Su hoy lideresa, Inés Arrimadas, tras la abrupta marcha de Albert Rivera, que ahora anda promocionando un libro de memorias con apenas 40 años de edad, busca reconducir un partido que parece desnortado. Cierto que aún mantiene sus gobiernos coaligados en Madrid, Andalucía, Castilla y León y en la Región de Murcia, pero no lo es menos que le hace ojitos al PSOE de Pedro Sánchez desde la Carrera de San Jerónimo.

Aquí, en la comunidad murciana, Ciudadanos va a sufrir notables cambios para que, en principio, todo siga igual, en concordancia con la máxima lampedusiana. Su nueva coordinadora, Ana Martínez Vidal, designada directamente por la dirección nacional desde la calle de Alcalá, se va a rodear de un equipo de fieles para dirigir al partido hacia la tierra prometida, que no es otra que la casa común de muchos, incluida ella misma, y de la que salieron iracundos un día cualquiera: es decir, el Partido Popular.
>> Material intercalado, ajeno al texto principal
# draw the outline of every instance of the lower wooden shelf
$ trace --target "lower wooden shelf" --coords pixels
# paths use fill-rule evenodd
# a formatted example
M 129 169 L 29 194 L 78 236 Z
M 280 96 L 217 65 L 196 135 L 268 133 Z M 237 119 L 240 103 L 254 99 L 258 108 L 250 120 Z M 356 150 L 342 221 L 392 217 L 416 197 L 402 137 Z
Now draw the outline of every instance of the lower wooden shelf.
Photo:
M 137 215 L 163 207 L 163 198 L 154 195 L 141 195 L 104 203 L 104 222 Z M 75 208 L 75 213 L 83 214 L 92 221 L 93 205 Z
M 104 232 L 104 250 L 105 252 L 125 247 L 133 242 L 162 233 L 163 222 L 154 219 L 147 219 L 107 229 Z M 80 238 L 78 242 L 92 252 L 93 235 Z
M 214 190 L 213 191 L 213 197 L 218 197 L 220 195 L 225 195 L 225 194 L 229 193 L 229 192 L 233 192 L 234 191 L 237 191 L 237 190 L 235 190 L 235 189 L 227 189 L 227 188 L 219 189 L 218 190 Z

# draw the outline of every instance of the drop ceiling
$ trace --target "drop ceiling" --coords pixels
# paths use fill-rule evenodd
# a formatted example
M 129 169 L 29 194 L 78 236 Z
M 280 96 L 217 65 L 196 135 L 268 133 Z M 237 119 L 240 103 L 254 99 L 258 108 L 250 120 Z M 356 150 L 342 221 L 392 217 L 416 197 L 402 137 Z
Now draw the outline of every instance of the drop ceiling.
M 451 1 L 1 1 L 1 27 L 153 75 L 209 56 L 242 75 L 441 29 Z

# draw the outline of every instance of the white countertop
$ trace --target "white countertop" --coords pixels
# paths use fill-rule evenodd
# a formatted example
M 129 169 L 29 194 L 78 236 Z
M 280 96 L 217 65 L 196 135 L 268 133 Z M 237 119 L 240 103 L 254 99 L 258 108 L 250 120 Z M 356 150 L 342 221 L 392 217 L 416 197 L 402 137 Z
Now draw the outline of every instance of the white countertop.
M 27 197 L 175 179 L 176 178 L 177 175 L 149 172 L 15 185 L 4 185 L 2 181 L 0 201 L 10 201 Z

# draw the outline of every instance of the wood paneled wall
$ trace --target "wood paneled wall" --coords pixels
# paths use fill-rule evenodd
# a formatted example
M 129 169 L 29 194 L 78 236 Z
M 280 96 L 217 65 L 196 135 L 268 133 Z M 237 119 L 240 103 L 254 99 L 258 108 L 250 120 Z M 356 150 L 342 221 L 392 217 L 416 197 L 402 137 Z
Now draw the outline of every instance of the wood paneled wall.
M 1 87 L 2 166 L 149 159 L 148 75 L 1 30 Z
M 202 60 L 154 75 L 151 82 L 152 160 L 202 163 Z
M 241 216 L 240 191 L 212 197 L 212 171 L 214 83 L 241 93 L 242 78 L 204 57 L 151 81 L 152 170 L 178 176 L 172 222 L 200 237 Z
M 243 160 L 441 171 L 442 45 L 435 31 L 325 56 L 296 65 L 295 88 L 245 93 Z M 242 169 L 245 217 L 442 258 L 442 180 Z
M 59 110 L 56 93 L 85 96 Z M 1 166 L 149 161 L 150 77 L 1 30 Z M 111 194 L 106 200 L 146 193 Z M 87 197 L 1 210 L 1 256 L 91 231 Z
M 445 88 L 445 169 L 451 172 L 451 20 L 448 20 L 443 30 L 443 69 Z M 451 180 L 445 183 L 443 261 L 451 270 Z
Para abrir boca y como piedra de toque, la fórmula navarra PP+Cs, un intento infructuoso a escala nacional que hubiera contado con el atrayente enunciado de ‘España Suma’, sería la aspiración a una y otra orilla del tablero. 

Ciudadanos lleva unos 14 meses en el Gobierno de esta Región y casi nadie se ha enterado. Fundamentalmente porque se ha mimetizado, y casi camuflado con el PP, de tal forma que pocos distinguen los puntos naranjas en el intenso azul del Ejecutivo. Ha sido un proceso que, en algunas especies animales, se denomina cripsis. Es el caso, por ejemplo, de los camaleones, las sepias, los atunes o los tigres y, por supuesto, las tigresas. Y hay incluso algunas mariposas nocturnas que suelen emitir sonidos ultrasónicos que confunden al oído del murciélago, cuando este pretende detectarlas por el eco de los chillidos que ellos mismos emiten. 

Pero dejemos la zoología y volvamos a la política, aunque en ocasiones guarden cierta similitud ambas disciplinas. Sus cuatro consejerías, con sus altibajos, no han brillado en exceso durante este tiempo. Su vicepresidencia ha sido, hasta el día de hoy, más virtual que otra cosa y nada se ha sabido de aquella auditoría que prometieron en campaña sobre la Administración regional, cuando proclamaban a los cuatro vientos que pretendían levantar las alfombras y sacudirlas. No solo se olvidaron de esta promesa nada más ocupar sus despachos, sino que ni siquiera se han molestado en mirar si, por lo menos, debajo había pelusilla.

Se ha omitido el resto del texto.